I don't think we're less friendly, just more preoccupied.

RV Friendly
by: Anonymous

We are new RVers and although we did some in the past, we have always heard you meet the friendliest people in RV's. Not so, as we are starting to discover.

We just went to Q, Arizona, for a few days and people in our campground wouldn't even look at us, let alone speak. We found people not real friendly, even walking around the shopping areas, either. Maybe it is a new day.

We also stayed at Thousand Trails before that and went into a club house about to have a card game of some sort. They all looked at us like, "What are you doing here?" and didn't smile, speak, or ask us to stay.

What is going on? We are friendly, healthy people and can't figure out what is wrong. I guess we need to join a club or just stay to ourselves until we find the right group.

Anyone else find this to happen to them when they are getting started in the full time life style?

Thanks for any answers.

Coleen, the RVing editor comments:

Sometimes it takes a while to find the right fit. It may help to stay at parks where other people are about your same age.

You may also find it helpful to make the first move. Instead of waiting for the others to speak, go beyond your smile and say, "Hello!" Asking questions is a good way to break the ice. If you can't think of anything witty to ask, the proven stand-by is, "Where are you folks from?" Even scowly people tend to smile back and loosen up when given a sincere compliment.

Look for opened ended, all-inclusive activities. Card games may be limited to a certain number of players, and once started, the players are likely paying close attention to their game. A better choice is an activity that involves a larger group, such as a sing-a-long, camper talent night, or ice cream social. These latter activities, by the way, also give you a chance to clap, say "Thank you!" or otherwise start a friendship by expressing your appreciation.

Some RVers aren't friendly. And, some just don't want to socialize. They go camping to escape the city crowds. They see taking off in their RV as their time away from the rat race. They want to chill, to vegetate, and do their own thing, without having to be socially "on." When you try to befriend these folks and they don't give you a positive response, just smile and turn your attention to someone else who, like you, may be looking for a new friend.

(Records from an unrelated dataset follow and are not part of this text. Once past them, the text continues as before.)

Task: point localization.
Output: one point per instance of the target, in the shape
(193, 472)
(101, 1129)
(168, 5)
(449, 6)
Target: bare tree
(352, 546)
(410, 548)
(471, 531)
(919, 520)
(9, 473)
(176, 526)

Go to the RV Life and Travel blog.

RV Attitudes - Rejects to Elitists
by: Lakota

It's true, a lot of RV'ers are preoccupied and some have their own little click of people they choose to socialize with. I've camped in all 48 states at over 100 campgrounds, even a few resorts.

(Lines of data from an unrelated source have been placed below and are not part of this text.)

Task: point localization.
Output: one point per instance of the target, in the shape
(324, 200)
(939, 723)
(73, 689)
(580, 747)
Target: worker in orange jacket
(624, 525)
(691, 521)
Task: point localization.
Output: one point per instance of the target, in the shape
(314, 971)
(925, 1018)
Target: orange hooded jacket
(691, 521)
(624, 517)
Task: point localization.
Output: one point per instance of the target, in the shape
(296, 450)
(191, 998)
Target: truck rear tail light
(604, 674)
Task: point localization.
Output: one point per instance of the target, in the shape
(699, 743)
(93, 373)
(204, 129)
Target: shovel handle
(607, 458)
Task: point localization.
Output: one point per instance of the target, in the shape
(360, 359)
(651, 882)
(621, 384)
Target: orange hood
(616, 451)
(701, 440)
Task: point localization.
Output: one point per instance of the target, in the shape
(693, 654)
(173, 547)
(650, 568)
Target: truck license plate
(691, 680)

Some campgrounds harbored the town rejected tweeks who have figured getting an old RV and drag it into an RV park with lax rules and do there partying there. They stay up all night partying, and then sleep all day while their kids terrorize the rest of the park.

Some of the RV resorts have special clubs you have to be a member of or you don't qualify to even talk or socialize with. The kind of people who drink special wine and play canasta with elite people with half million dollar rigs. Society seems to revolve around your social status as to who you are allowed to socialize with. Its not like it used to be, people being friendly and socialable, even after retirement.